- Prep Time: 20 minutes
- Cook Time: 17 - 22 minutes
- Servings: 24
- Course: Appetizers & Snacks
Mushrooms filled with homemade cornbread stuffing are the perfect bite-sized appetizer or holiday side. Finish with a sprinkle of crumbled bacon for an extra-special touch.
- Reynolds Wrap® Aluminum Foil
- 24 button or baby bella mushrooms, 1-1/2 to 2 inches in diameter
- Nonstick cooking spray
- 1/4 cup butter
- 1/4 cup sliced green onion
- 1 jalapeño, seeded and finely chopped
- 2 cloves garlic, minced
- 1 1/2 cups prepared cornbread, coarsely crumbled, or prepared polenta
- 3/4 cup shredded cheddar cheese, divided
Preheat oven to 350°F. Line a 15x10x1-inch baking pan with Reynolds Wrap® Aluminum Foil. Clean mushrooms; remove and set aside stems. Place mushroom caps, stem sides down, on the prepared baking sheet. Lightly coat the rounded side of each mushroom cap with nonstick cooking spray. Bake 8 to 10 minutes or until nearly tender. Place mushrooms, stem sides down, on paper towels to drain.
Increase oven temperature to 425°F. Chop enough of the reserved stems to measure 1 cup.
In a medium saucepan, melt butter over medium heat. Cook the chopped mushroom stems, green onion, jalapeño, and garlic in butter for 5 minutes or until tender. Stir in cornbread or polenta and 1/2 cup cheese.
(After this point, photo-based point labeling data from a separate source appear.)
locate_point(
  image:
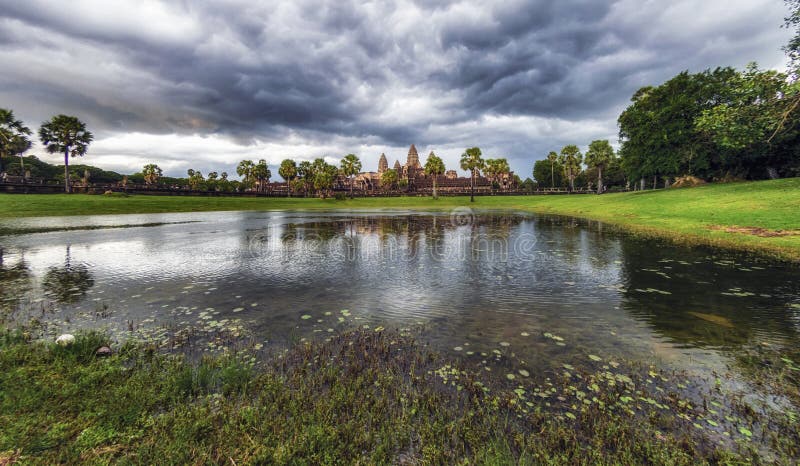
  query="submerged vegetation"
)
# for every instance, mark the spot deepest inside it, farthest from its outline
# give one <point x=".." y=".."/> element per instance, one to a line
<point x="363" y="396"/>
<point x="727" y="215"/>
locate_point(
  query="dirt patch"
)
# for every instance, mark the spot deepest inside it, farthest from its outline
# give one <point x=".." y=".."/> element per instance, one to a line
<point x="756" y="231"/>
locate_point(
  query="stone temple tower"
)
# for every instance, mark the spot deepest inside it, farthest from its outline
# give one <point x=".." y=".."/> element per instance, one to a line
<point x="383" y="164"/>
<point x="413" y="158"/>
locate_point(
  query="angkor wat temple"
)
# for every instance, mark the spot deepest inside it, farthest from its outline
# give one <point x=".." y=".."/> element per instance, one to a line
<point x="412" y="177"/>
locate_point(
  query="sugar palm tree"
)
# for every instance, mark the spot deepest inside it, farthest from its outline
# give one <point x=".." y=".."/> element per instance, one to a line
<point x="434" y="167"/>
<point x="495" y="168"/>
<point x="389" y="178"/>
<point x="261" y="173"/>
<point x="472" y="162"/>
<point x="68" y="135"/>
<point x="599" y="155"/>
<point x="13" y="136"/>
<point x="552" y="157"/>
<point x="151" y="173"/>
<point x="351" y="166"/>
<point x="571" y="158"/>
<point x="245" y="170"/>
<point x="288" y="171"/>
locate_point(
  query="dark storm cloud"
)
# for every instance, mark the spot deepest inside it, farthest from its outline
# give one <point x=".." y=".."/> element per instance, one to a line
<point x="391" y="73"/>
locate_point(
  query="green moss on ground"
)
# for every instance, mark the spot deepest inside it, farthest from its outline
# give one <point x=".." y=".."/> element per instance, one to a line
<point x="365" y="397"/>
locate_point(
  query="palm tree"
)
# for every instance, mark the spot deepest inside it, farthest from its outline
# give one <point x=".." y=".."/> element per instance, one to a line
<point x="195" y="179"/>
<point x="389" y="178"/>
<point x="495" y="168"/>
<point x="68" y="135"/>
<point x="13" y="136"/>
<point x="261" y="173"/>
<point x="599" y="155"/>
<point x="434" y="167"/>
<point x="472" y="162"/>
<point x="571" y="158"/>
<point x="305" y="171"/>
<point x="151" y="173"/>
<point x="351" y="166"/>
<point x="245" y="170"/>
<point x="324" y="176"/>
<point x="288" y="171"/>
<point x="552" y="157"/>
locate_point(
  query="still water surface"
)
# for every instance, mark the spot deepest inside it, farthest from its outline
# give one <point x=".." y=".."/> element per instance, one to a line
<point x="547" y="288"/>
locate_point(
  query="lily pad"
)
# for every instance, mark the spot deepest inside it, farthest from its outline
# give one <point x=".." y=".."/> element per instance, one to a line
<point x="714" y="319"/>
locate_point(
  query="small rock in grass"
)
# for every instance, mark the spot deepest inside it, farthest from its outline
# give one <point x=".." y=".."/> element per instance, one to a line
<point x="65" y="339"/>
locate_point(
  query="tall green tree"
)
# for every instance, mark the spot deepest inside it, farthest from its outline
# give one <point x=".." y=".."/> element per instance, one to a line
<point x="472" y="162"/>
<point x="13" y="136"/>
<point x="552" y="157"/>
<point x="495" y="168"/>
<point x="261" y="174"/>
<point x="658" y="132"/>
<point x="753" y="122"/>
<point x="288" y="171"/>
<point x="434" y="167"/>
<point x="599" y="156"/>
<point x="548" y="174"/>
<point x="305" y="172"/>
<point x="245" y="171"/>
<point x="196" y="179"/>
<point x="212" y="181"/>
<point x="324" y="176"/>
<point x="351" y="166"/>
<point x="389" y="179"/>
<point x="571" y="158"/>
<point x="68" y="135"/>
<point x="152" y="173"/>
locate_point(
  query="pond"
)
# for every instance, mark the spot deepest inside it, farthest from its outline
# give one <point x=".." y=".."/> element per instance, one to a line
<point x="546" y="288"/>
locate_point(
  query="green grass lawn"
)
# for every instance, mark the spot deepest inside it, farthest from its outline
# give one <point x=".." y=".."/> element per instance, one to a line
<point x="694" y="216"/>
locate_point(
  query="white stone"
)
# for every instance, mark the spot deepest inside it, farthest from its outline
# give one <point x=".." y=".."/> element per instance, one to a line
<point x="65" y="339"/>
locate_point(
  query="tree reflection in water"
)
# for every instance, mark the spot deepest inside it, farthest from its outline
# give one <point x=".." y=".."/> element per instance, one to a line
<point x="67" y="284"/>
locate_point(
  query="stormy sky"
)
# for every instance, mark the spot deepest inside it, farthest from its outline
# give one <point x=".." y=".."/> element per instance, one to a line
<point x="195" y="84"/>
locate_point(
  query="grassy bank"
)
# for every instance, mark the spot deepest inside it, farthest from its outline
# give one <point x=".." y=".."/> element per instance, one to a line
<point x="364" y="397"/>
<point x="763" y="216"/>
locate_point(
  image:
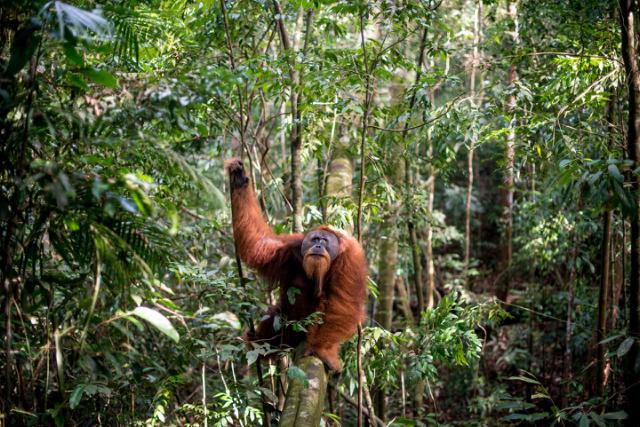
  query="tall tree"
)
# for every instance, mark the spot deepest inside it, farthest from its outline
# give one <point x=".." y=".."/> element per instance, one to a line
<point x="475" y="102"/>
<point x="629" y="11"/>
<point x="506" y="245"/>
Spoon mixture into mushroom caps, packing tightly. Return stuffed mushrooms to the baking pan.
Bake 8 to 10 minutes, or until heated through and browned. Remove from oven. Sprinkle with remaining 1/4 cup cheese. Return to the oven for 1 to 2 minutes, or until cheese is melted. Serve warm.